LYNCH, Kennda, SPEAR, John R. and MUNAKATA MARR, Junko, Department of Civil & Environmental Engineering, Colorado School of Mines, 1500 Illinois Street, Golden, CO 80401,

The Great Salt Lake Desert (GSLD) is an extensive evaporite basin west of the Great Salt Lake, Utah. Though it looks like a singular basin, it encompasses multiple enclosed sub-basins full of hyper-saline lacustrine sediments; the largest three are the Bonneville Salt Flats, the Pilot Valley basin, and the Newfoundland basin. The Bonneville Salt Flats and the Newfoundland basin are subject to significant anthropogenic alteration due to the local salt mining industry. The sediments of the Pilot Valley basin, however, have remained relatively untouched and uncharacterized. The upper six meters of sediment in this basin constitute a shallow brine aquifer that is maintained through groundwater recharge from precipitation runoff in the nearby Silver Island Mountain Range.
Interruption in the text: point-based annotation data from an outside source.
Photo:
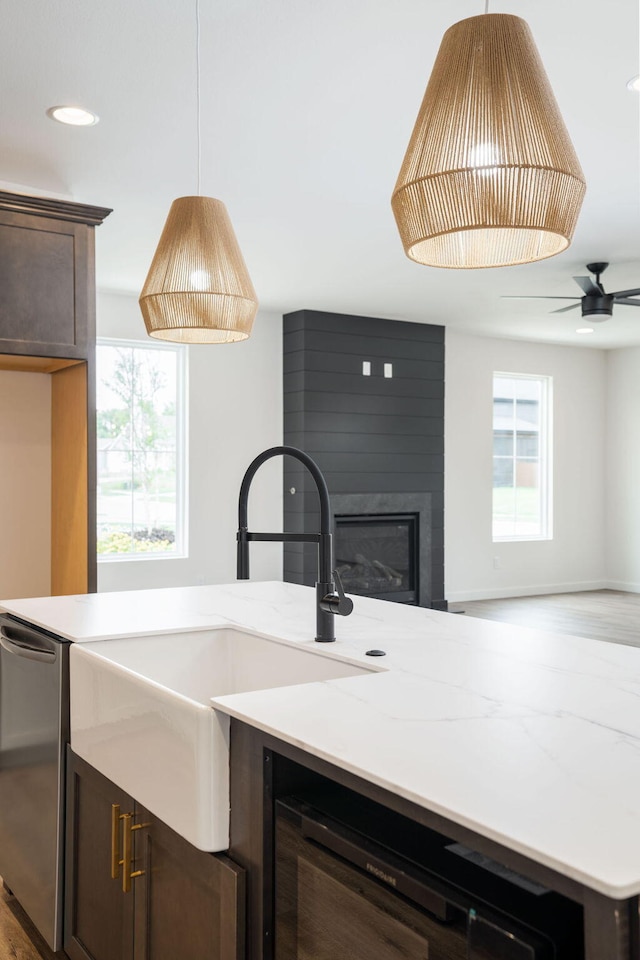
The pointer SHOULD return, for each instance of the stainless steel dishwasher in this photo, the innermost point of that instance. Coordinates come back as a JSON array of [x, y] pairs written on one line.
[[34, 730]]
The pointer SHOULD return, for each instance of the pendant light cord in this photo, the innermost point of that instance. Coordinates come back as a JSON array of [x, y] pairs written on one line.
[[199, 191]]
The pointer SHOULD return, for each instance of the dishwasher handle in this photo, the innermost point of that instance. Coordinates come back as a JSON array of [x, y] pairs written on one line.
[[28, 644]]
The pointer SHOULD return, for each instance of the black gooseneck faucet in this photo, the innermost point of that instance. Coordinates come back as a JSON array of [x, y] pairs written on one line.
[[328, 602]]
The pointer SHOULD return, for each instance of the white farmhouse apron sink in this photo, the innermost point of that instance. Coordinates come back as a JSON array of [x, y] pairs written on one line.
[[140, 714]]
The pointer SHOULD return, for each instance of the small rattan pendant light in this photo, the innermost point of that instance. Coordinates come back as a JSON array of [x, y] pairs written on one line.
[[198, 289], [490, 177]]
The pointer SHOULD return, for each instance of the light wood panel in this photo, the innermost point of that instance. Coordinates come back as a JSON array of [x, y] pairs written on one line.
[[34, 364], [69, 481], [601, 614]]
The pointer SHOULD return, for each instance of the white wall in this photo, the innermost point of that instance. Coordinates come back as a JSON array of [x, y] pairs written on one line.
[[575, 558], [623, 469], [25, 484], [235, 412]]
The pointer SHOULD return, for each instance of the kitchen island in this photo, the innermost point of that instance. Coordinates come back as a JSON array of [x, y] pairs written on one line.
[[522, 744]]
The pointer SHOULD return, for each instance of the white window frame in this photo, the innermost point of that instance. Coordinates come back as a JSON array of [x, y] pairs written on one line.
[[182, 485], [545, 456]]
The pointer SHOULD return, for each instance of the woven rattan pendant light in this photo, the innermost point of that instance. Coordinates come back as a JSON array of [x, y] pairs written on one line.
[[198, 289], [490, 177]]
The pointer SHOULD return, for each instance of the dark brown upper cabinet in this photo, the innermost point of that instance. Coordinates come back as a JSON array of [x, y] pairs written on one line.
[[47, 326]]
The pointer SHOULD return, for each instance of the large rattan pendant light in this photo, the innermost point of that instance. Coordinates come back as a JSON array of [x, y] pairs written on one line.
[[198, 289], [490, 177]]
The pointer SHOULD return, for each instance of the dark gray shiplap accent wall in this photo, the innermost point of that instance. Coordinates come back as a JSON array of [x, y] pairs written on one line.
[[367, 434]]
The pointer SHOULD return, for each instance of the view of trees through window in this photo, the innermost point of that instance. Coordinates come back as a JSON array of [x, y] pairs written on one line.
[[140, 439], [521, 486]]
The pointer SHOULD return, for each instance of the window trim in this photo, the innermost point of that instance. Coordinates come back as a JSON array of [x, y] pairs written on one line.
[[545, 458], [182, 450]]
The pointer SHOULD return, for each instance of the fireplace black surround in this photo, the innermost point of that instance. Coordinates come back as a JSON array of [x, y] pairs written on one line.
[[380, 564], [365, 398]]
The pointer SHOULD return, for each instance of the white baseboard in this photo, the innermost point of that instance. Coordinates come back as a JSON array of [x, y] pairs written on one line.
[[622, 585], [538, 589]]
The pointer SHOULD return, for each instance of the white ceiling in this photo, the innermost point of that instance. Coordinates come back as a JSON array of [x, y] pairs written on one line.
[[307, 107]]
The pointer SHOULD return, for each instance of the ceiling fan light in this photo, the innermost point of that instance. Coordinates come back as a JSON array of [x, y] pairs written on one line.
[[198, 289], [490, 177]]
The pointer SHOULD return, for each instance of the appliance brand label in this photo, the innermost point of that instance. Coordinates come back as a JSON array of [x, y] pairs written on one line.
[[381, 875]]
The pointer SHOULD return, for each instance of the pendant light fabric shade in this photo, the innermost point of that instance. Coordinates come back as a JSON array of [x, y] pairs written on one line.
[[198, 288], [490, 177]]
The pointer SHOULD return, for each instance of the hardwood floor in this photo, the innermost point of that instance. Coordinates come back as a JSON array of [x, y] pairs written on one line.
[[602, 614], [19, 939]]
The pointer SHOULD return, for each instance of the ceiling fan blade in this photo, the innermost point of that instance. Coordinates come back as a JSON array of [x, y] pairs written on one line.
[[539, 298], [626, 293], [564, 309], [590, 288]]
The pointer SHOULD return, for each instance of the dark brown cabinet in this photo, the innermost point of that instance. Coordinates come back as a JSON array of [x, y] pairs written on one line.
[[47, 326], [47, 286], [135, 890]]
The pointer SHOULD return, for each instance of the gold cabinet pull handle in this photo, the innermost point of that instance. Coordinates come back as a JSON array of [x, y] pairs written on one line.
[[115, 841], [127, 852]]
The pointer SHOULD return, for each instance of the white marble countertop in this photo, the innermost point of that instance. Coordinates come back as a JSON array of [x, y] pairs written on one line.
[[529, 738]]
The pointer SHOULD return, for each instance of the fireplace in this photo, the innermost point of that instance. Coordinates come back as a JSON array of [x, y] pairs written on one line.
[[383, 545], [378, 556]]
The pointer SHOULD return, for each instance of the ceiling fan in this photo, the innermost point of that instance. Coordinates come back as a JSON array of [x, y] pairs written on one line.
[[596, 303]]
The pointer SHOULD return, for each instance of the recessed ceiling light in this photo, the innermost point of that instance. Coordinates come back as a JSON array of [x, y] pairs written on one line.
[[75, 116]]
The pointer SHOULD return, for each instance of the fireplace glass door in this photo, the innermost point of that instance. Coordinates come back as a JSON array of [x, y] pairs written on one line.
[[377, 556]]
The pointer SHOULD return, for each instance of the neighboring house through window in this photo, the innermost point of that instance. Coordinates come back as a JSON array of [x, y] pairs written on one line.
[[141, 420], [521, 457]]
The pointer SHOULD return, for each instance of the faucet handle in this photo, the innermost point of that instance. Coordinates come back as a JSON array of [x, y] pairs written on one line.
[[340, 604]]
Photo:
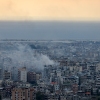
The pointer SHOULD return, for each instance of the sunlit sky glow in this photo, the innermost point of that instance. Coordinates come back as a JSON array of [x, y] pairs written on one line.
[[50, 10]]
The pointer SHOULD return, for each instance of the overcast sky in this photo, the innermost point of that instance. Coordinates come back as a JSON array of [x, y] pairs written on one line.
[[50, 30]]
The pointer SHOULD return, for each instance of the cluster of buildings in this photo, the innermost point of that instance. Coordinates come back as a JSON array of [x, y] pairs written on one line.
[[74, 76]]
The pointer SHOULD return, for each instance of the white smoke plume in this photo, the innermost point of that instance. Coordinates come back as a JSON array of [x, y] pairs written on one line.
[[24, 56]]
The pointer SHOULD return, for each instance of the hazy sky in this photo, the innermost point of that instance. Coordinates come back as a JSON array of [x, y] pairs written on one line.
[[50, 10], [50, 30], [47, 10]]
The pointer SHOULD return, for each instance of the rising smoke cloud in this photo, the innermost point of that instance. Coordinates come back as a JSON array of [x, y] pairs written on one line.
[[24, 56]]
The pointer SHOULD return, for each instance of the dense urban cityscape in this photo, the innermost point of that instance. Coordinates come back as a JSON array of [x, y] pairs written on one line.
[[49, 70]]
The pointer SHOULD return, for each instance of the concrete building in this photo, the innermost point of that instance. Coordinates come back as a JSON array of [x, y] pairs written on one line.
[[7, 75], [22, 74], [23, 93], [31, 76]]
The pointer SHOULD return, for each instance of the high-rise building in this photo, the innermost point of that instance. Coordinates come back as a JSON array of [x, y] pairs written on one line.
[[6, 75], [22, 74], [23, 93], [1, 72]]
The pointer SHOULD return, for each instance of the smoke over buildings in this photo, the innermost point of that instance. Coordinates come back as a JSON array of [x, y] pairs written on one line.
[[23, 56]]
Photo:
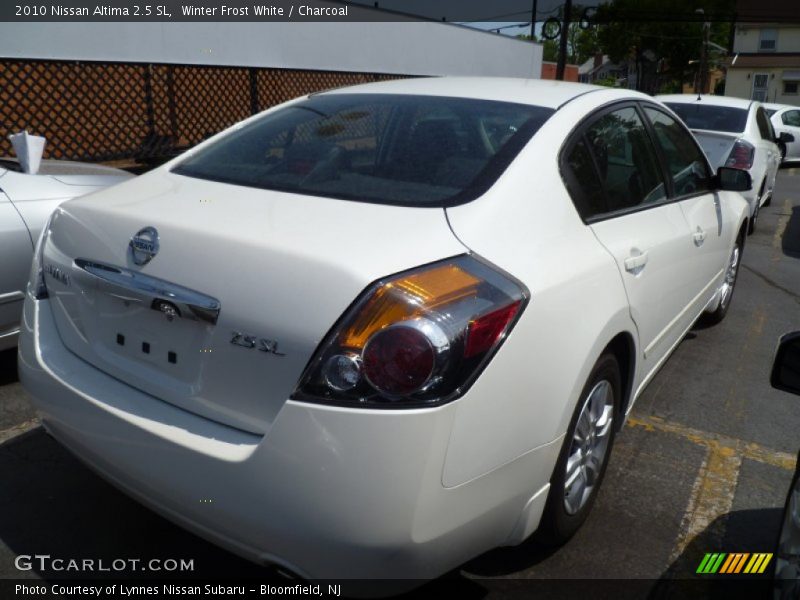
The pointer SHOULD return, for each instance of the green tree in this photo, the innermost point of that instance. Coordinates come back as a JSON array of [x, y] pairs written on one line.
[[663, 42]]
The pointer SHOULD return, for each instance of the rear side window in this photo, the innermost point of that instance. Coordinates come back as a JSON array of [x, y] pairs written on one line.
[[382, 148], [612, 166], [710, 117], [791, 118], [685, 160]]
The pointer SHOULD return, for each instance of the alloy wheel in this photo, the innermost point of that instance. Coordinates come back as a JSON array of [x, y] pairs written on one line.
[[589, 447]]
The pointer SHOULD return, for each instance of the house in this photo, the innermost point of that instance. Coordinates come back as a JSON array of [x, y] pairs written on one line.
[[549, 69], [765, 62]]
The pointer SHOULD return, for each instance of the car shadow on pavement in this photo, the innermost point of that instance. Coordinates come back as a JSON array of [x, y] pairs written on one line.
[[52, 504], [508, 560], [742, 531], [790, 243], [8, 366]]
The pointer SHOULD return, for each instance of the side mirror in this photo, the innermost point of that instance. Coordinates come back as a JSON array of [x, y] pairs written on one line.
[[733, 180], [786, 366]]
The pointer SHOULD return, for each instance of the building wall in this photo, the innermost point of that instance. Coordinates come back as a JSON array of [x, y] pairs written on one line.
[[413, 47], [747, 37], [739, 84]]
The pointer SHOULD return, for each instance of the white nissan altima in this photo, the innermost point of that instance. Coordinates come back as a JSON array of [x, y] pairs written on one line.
[[377, 331]]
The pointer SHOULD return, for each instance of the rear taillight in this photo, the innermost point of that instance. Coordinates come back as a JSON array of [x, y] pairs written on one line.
[[741, 156], [419, 338]]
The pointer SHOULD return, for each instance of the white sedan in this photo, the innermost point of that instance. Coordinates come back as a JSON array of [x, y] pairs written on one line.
[[26, 201], [377, 331], [786, 120], [734, 133]]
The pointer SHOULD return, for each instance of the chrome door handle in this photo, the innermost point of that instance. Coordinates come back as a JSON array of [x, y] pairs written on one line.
[[634, 264]]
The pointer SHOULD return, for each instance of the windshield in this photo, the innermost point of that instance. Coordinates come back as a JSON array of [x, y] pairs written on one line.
[[384, 148], [710, 117]]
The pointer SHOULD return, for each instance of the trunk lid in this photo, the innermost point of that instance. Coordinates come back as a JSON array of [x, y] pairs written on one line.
[[281, 267]]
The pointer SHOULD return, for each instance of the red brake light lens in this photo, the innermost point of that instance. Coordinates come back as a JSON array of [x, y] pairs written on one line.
[[399, 360], [419, 338], [484, 331]]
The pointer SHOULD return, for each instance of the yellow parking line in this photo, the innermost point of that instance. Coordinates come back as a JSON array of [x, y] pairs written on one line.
[[750, 450], [715, 485], [783, 221]]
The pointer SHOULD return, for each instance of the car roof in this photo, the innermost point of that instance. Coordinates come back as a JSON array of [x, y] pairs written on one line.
[[706, 99], [777, 107], [538, 92]]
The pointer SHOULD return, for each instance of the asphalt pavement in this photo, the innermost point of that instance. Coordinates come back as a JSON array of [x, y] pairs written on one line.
[[703, 464]]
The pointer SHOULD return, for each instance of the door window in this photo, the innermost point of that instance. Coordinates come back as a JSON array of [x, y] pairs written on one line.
[[791, 118], [613, 167], [764, 126], [685, 160]]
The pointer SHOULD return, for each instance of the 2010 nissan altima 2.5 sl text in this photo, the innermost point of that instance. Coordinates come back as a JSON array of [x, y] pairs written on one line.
[[385, 328]]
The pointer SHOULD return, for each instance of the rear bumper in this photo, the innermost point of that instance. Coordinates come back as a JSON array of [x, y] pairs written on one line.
[[327, 492]]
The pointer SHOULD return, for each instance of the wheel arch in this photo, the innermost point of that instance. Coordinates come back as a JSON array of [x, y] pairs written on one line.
[[623, 347]]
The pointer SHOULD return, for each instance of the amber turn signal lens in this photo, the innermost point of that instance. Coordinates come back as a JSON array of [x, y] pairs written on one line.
[[408, 298]]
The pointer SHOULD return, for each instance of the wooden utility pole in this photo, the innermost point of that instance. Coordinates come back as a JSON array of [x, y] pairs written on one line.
[[562, 41]]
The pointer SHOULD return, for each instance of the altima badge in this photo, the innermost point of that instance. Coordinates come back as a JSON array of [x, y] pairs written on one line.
[[144, 245]]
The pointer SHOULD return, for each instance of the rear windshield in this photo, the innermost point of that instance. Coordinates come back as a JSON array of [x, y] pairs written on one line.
[[390, 149], [713, 118]]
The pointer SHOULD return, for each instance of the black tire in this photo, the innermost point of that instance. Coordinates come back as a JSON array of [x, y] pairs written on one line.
[[712, 318], [558, 524]]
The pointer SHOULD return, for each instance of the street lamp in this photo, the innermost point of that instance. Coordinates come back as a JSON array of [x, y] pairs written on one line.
[[702, 79]]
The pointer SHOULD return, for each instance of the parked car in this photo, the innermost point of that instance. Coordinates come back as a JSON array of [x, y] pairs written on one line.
[[377, 331], [786, 120], [26, 201], [734, 133], [786, 377]]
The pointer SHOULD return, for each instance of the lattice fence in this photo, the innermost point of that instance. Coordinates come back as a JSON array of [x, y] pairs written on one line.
[[149, 112]]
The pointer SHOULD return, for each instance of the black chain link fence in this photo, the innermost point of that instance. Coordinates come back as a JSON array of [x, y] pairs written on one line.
[[92, 111]]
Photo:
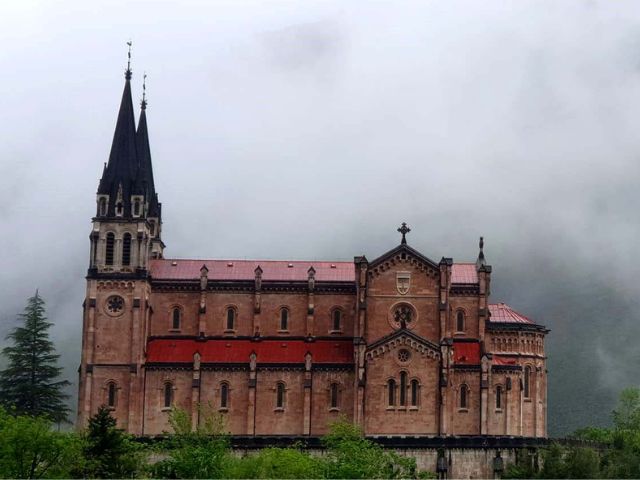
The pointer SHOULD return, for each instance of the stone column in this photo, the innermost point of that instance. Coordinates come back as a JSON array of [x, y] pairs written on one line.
[[195, 392], [204, 280], [306, 428], [311, 282], [251, 404], [257, 300], [484, 395]]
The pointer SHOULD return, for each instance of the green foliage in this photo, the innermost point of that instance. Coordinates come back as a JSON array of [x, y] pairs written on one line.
[[28, 384], [200, 453], [557, 461], [29, 448], [276, 463], [350, 455], [594, 434], [108, 451], [626, 416]]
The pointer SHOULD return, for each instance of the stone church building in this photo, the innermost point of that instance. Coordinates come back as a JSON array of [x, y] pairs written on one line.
[[398, 343]]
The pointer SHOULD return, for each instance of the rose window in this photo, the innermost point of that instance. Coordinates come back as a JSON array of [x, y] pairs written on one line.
[[115, 304], [403, 315], [404, 355]]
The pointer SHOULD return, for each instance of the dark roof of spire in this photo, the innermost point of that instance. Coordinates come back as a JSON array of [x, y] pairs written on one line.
[[123, 160], [144, 182]]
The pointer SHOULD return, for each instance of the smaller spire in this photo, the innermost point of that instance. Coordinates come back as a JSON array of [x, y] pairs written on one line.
[[404, 230], [143, 104], [481, 260], [127, 74]]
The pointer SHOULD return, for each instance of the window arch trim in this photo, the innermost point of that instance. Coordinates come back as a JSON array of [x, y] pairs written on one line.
[[463, 397], [176, 316], [231, 318], [391, 393], [112, 394], [284, 319], [168, 394], [281, 394], [337, 320], [461, 320], [224, 395], [110, 248]]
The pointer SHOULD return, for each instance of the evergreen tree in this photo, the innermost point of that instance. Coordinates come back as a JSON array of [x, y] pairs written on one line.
[[109, 452], [28, 385]]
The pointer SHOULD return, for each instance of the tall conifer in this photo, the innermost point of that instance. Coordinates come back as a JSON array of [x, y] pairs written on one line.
[[28, 385]]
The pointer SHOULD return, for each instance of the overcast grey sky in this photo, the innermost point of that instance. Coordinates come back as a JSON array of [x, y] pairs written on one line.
[[310, 130]]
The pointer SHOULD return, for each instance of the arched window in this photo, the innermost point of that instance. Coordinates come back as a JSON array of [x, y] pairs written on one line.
[[224, 395], [460, 321], [102, 207], [415, 393], [334, 390], [284, 319], [177, 314], [280, 395], [391, 387], [111, 395], [231, 318], [464, 396], [108, 257], [168, 394], [126, 249], [527, 382], [403, 388], [337, 320]]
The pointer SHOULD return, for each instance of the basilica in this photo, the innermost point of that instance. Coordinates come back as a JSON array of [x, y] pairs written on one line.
[[396, 342]]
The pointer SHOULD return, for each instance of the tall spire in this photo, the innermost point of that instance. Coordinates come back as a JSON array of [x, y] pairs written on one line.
[[144, 181], [480, 262], [120, 173]]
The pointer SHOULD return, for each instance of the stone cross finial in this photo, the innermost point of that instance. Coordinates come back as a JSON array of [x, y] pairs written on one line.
[[404, 230]]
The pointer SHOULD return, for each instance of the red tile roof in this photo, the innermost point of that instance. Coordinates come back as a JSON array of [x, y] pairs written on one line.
[[172, 269], [466, 353], [238, 351], [464, 273], [504, 360], [503, 313]]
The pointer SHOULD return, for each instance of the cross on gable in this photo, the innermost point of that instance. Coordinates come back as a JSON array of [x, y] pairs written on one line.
[[404, 230]]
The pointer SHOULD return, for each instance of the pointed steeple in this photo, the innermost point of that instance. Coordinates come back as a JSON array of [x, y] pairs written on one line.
[[144, 181], [120, 172]]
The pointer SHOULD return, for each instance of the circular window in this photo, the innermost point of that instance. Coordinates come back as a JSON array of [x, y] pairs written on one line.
[[115, 305], [402, 315], [404, 355]]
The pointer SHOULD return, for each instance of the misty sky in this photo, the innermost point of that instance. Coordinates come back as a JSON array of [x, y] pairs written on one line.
[[310, 130]]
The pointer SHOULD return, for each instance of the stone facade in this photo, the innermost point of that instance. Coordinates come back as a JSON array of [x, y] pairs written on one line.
[[401, 345]]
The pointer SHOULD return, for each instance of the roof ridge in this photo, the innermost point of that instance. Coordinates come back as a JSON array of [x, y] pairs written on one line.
[[249, 260]]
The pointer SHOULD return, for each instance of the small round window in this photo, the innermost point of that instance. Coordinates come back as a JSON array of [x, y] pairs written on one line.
[[402, 315], [115, 305], [404, 355]]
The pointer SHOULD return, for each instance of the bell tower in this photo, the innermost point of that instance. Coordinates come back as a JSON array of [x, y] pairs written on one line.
[[125, 236]]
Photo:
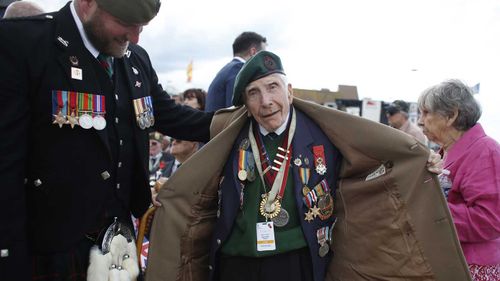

XRD and automated electron microscopy (QEMSCAN) show that the surface sediments are a mix of phyllosilicates, carbonates and gypsum. Though the average precipitation in the GSLD is 13 cm/year, the center of the basin can remain saturated with brine fluids throughout the year. In addition to the tendency for hypersaline environments to yield novel diversity and microorganisms, the nature of the hydrological system at Pilot Valley combined with the intermixed clays, carbonates and salt make-up of the sediments makes this ancient lake basin a compelling Mars analog environment for astrobiological investigations, especially in relation to the current Mars Science Laboratory mission at Gale Crater. Here we present results from an ongoing investigation of the microbial diversity of the previously uncharacterized Pilot Valley System.